Abstract
Hepatic trauma classification according to the Japanese Association for the Surgery of Trauma was classified by the morphological pattern of liver injury, so that it does not always indicate the severity of liver injury. We reviewed 58 cases of hepatic trauma transferred to the Emergency Center in Showa University Fujigaoka Hospital from 1985 to 1998 to compare the hepatic trauma classification with liver function tests and to investigate the prognostic risk factors for hepatic trauma.
Data of the liver function tests including AST, ALT, prothrombin time, hepaplastin test, and CT volumetry for liver injury did not increase parallel to the grade increase in hepatic trauma classification.
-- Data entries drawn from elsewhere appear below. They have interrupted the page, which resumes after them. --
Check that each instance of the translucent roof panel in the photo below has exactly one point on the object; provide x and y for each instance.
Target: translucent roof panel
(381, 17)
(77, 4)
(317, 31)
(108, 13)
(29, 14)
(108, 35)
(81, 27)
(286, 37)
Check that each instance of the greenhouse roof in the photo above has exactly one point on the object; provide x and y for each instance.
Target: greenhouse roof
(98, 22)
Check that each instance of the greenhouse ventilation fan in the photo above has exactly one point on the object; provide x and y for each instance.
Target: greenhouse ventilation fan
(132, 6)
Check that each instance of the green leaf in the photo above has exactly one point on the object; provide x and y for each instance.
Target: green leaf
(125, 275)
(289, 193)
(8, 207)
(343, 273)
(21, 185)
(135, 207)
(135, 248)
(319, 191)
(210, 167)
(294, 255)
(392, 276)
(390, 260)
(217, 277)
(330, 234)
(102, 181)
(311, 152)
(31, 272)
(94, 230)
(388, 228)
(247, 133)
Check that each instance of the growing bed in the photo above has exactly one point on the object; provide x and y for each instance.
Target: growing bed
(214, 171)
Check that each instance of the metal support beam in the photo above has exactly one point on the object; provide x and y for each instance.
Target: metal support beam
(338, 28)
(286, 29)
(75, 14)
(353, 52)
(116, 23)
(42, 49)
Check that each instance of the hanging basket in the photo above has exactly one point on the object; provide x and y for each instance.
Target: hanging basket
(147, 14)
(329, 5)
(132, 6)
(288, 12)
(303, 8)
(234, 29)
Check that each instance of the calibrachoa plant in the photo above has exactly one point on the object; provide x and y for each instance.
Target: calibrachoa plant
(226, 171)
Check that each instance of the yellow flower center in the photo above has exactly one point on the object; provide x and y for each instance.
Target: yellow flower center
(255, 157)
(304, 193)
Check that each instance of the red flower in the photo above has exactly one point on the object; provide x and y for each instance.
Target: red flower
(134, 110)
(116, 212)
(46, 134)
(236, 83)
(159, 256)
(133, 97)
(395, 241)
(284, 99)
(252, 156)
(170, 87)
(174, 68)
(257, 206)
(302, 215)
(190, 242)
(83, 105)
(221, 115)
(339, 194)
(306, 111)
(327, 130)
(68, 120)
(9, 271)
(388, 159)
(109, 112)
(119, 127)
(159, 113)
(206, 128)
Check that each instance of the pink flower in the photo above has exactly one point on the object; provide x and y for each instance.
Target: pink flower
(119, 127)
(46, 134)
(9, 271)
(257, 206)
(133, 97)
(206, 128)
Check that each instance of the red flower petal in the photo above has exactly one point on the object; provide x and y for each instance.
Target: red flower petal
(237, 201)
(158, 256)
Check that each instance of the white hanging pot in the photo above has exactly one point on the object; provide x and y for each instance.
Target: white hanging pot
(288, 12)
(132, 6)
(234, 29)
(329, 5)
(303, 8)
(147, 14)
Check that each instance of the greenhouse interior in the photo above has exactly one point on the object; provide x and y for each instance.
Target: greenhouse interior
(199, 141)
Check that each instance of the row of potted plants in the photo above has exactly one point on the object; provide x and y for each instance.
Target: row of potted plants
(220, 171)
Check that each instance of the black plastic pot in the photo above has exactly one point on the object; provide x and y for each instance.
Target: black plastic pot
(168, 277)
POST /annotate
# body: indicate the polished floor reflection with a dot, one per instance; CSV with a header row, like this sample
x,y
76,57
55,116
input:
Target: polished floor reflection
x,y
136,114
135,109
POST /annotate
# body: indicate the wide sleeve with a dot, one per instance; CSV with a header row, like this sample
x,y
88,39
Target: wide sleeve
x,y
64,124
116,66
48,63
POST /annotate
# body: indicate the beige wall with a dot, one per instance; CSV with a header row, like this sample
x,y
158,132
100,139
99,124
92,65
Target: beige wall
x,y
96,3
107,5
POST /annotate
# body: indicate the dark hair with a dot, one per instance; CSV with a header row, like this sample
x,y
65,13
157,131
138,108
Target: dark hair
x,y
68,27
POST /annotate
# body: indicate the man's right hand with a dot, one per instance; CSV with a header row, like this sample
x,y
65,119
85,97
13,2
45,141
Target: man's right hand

Significant risk factors for prognosis in hepatic trauma were age, systolic blood pressure, injury severity score, hospital stay periods, prothrombin time, hepaplastin test, and bleeding volume on laparotomy whereas significant risk factors in hepatic trauma of IIIb were only prothrombin time, hepaplastin test, and bleeding volume on laparotomy.Analysis of dead cases indicated that bleeding was the major cause of death in most cases.
Results suggest that Japanese hepatic trauma classification does not always indicate the severity of liver injury, that prothrombin time and hepaplastin test on arrival may be significant prognostic risk factors for liver injury, and that control of bleding is the most inported treatment for hepatic trauma.